Reviewed by

Christopher Armstead

Damn this sucked.  End of review.  Oh how my life would be so much simpler if the powers at Encode Media Group simply allowed me give you that first line and then let me go along with the rest of my day, but sadly, it cannot be.  I must fill this page with reasons why I donated to 80 minutes of my life to the lost cause known as ‘When a Stranger Calls’.  80 minutes I can never reclaim.


‘Stranger’ is a remake of the 1980 thriller of the same name.  One of the problems of the original was that the whole baby sitter alone, stranger calling from inside the house hook was resolved in the first twenty minutes.  Though it was very effective and frightening, there wasn’t much left to do with it.  The rest of the original consisted of a series of cat and mouse chase scenes of the detective and the babysitter trying to track down the Stranger who some years later has escaped custody.  The remake tries to remedy this by throwing out the original films chase sequences and attempts to stretch the eerie phone calls to a feature length.  It was destined to fail, and fail it did.


Jill Johnson, played by Camilla Belle (who must have 2% body fat), is a high school senior on the outs with her boyfriend.  But in his angst to reconcile with his girl he runs up her cell phone minutes.  Jill’s parents are duly pissed and force her to work off those minutes by lining up babysitting gigs for her.  Jill’s latest job is watching the kids of Dr. Mandrackas and his wife.  Even though it’s only like six in the evening, the two Mandrackas children are already in bed asleep because their being awake would screw up our plot.  Now the stranger starts calling.  We know he’s bad news because the opening scene has us observing the aftermath of another babysitter who was

slaughtered a few days earlier and a hundred miles away.  No blood though.  This is a PG-13 ‘horror’ movie.  He calls and breathes and calls and whispers and calls and breathes… 

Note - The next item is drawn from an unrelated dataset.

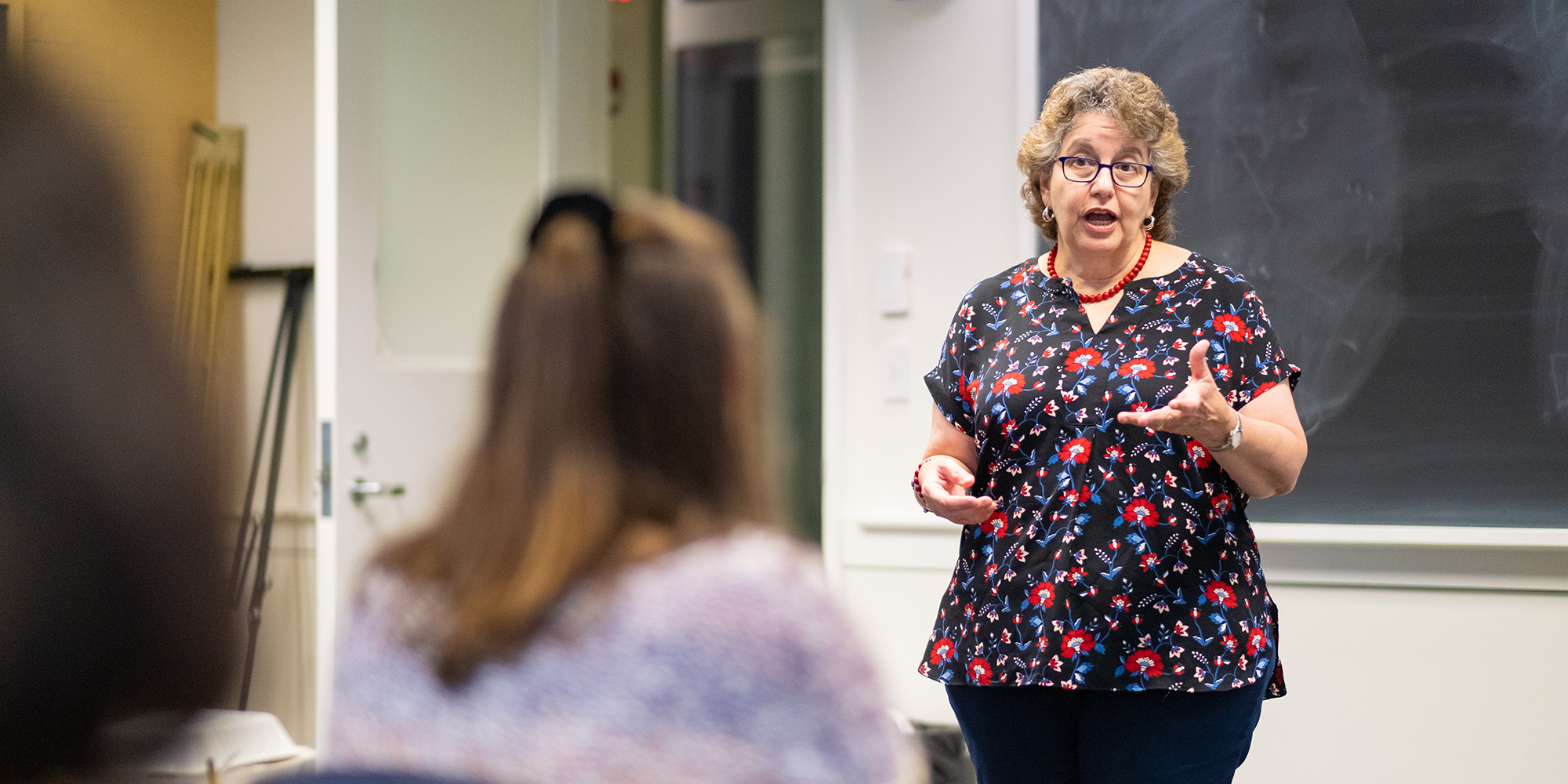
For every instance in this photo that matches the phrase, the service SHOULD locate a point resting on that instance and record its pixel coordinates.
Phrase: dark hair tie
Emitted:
(587, 205)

Thus in an attempt to extend a ten-minute concept to an 80 minute movie the filmmakers have to resort to forced tension.  Music plays… Jill walks down the ominous hallway… music rises… OH MY GOD! it’s the cat.   Music plays… Jill looks nervous… music rises… OH MY GOD!  it’s a tree branch.  Music plays… Jill trembles… music rises… OH MY GOD!  it’s Jill’s slutty friend.  And it does this over and over and over again losing the audience in the process.  Even when the real drama begins, the commercial trailer has already told us that he’s calling from inside the house, so even that’s worthless.

Though the movie probably couldn’t have worked in the best hands, the director and scriptwriter show very little imagination or ingenuity as they dust off every single horror cliché in the book and toss it in.  And sadly, even though Camilla Belle is incredibly fit, she was woefully inept and conveying fear or terror or horror.  Heavy breathing isn’t quite acting I don’t think.


You see children, when I was a teenager in the late 80’s, horror films, even if they blew chunks had a few things we could always count on.  Bloody impalings, decapitations, dismemberments, and gratuitous nudity.  Curse you PG-13, curse you.  Folks, I have suffered so you don’t have to.  So when you’re alone babysitting and a gravelly voiced caller asks ‘Have you checked the children.’  Simply reply ‘Oh, I killed them already.  Good night.’  Then *69 that fool.